The second complication is that such data cannot be expected to be stationary at all: at a minimum, we would anticipate that their variance would be proportional to the population (as it is for a Poisson random field).  This can be handled in various ad hoc ways, such as by analyzing the square root of the values, or more formally with a spatial generalized linear model as described by Diggle & Ribeiro Jr. in Model-Based Geostatistics (with free R code available).
A: from Wikipedia:  

$\hat{\gamma}(h):=\frac{1}{|N(h)|}\sum_{(i,j)\in N(h)} |z_i-z_j|^2$
    where $N(h)$ denotes the set of pairs of observations $i,\;j$ such that   $|x_i-x_j| = h$, and $|N(h)|$ is the number of pairs in the set.

Your sill is the limit for $\hat{\gamma} (h)$ you observe. According to the formula, it is the mean squared difference in $z$ you observe for points that are at least $h \geq range$ apart from each other. 
Wikipedia goes on saying:  

If the random field is stationary and ergodic, the $\lim_{h\to \infty} \gamma_s(h) = var(Z(x))$ corresponds to the variance of the field. 

A value of 4300 doesn't tell much without its unit.

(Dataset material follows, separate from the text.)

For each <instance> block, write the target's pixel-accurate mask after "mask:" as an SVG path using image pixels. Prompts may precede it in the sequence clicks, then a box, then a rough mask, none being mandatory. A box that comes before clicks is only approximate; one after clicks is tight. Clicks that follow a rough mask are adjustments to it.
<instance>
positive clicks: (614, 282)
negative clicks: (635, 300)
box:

With the unit it tells you how much your $z$ varies between points that are far enough apart to be considered independent.
You may find $\sqrt{sill}$ convenient as it has the same unit as your $z$ (under the conditions given above, it is your estimate of the standard deviation of $Z$).  
In any case (without the assumptions, i.e. there may be a difference in the mean), you can think of the sill as behaving like a mean squared difference.